C’est erratique, c’est peu précis et cela peu difficilement constituer un bon système de jeu malgré la structure honnête de l’ensemble. En effet, il est possible de programmer les capacités par bouton et par personnage : Neptune et les autres déesses peuvent par exemple attaquer physiquement avec carré, soigner sur triangle et lancer une autre magie quand elles sont sur rond ou croix. Le choix est libre et vaste, L1 et R1 servant à permuter les alliés dans le sens (ou le sens inverse) des aiguilles d’une montre. Par exemple, si Noire est sur carré, elle passe sur triangle en appuyant sur R1, puis sur rond, et ainsi de suite. C’était une bonne idée sur le papier mais la encore la latence rend la coordination des stratégies pénible.
L’autre aspect du titre qui ruine les bonnes intentions du gameplay est sa facilité globale.
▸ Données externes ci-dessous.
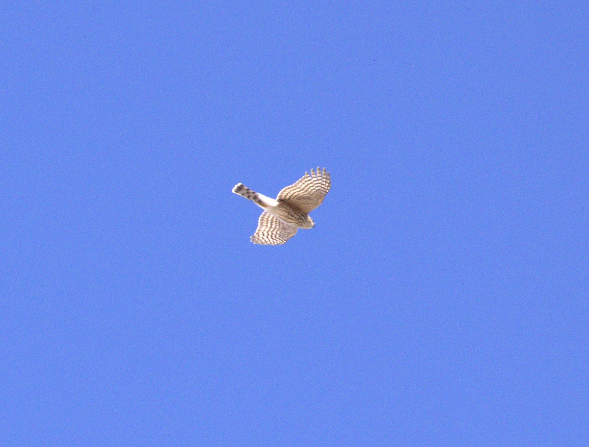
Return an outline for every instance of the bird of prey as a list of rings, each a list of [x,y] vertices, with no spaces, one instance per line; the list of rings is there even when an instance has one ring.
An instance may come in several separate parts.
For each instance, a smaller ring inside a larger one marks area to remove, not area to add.
[[[296,234],[299,228],[315,226],[309,213],[321,204],[331,187],[329,173],[323,168],[311,170],[296,183],[287,186],[276,199],[252,191],[241,183],[233,192],[249,199],[264,210],[258,227],[250,238],[254,244],[280,245]]]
Compléter régulièrement des quêtes annexes rend les personnages tellement forts que la difficulté baisse au fur et à mesure de la progression. Les capacités passives s’apprennent comme dans Final Fantasy IX, c’est-à-dire en s’équipant de nouvelles armes et armures. Le souci est que certaines sont beaucoup trop puissantes. On pense en particulier à Autorécup, qui justement comme dans FFIX déséquilibre le challenge, mais en pire! Même le boss de fin n’est pas arrivé pas à faire des dégâts suffisants pour mettre en danger l’équipe…
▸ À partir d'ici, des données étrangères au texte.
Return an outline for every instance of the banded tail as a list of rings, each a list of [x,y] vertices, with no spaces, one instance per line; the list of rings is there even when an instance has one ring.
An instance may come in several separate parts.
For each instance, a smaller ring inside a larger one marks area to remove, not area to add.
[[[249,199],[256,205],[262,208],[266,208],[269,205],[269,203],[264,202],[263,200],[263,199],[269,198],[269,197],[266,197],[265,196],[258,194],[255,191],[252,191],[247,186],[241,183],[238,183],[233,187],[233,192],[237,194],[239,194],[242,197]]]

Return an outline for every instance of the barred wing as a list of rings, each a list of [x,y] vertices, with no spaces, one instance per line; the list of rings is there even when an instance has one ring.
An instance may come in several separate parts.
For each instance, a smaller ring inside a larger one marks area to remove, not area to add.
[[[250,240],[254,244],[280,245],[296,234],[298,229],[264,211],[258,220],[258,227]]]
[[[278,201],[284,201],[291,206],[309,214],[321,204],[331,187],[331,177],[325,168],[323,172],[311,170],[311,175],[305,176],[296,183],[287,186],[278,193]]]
On n’est du coup pas étonné du report du jeu, puisqu’il restait manifestement des ajustements à faire à la sortie de Super Neptunia RPG au Japon fin décembre 2018. Entre autres choses assez gênantes, la latence s’applique bizarrement aussi aux menus de jeu : le curseur bouge une demi-seconde après avoir appuyé sur la touche de direction. Ca n’a l’air de rien comme ça mais c’est assez usant. On constate également pas mal de ralentissements pendant les combats. Surprenant venant d’un titre en 2D a priori peu gourmand en ressources, on imagine à peine ce que ça donnerait sur une machine moins puissante…
L’autre symptôme du manque de finition du titre, ce sont les bugs : par deux fois les commandes ont brusquement arrêté de répondre, obligeant à relancer le jeu. Il y a eu aussi des tirades qui ne correspondent pas au texte, des PNJ placés au mauvais endroit, des instructions erronées dans certaines quêtes… Compile Heart a annoncé avoir corrigé une grande partie de ces problèmes fin février, soit deux mois après la mise en rayon. Un manque de sérieux difficilement excusable de la part de l’éditeur.
Peu abouti techniquement, ce dernier Neptunia est un RPG dans le fond assez limité qui justifie diffcilement le prix fort sur console. Plutôt divertissant sur le plan purement narratif et artistique, Super Neptunia RPG est juste un titre super mal optimisé tant dans la technique que dans le gameplay. Il se destine uniquement aux fans incondtionnels de la série qui seraient prêts à passer outre ses nombreux défauts pour retrouver l’ambiance des premiers épisodes dans une nouvelle perspective.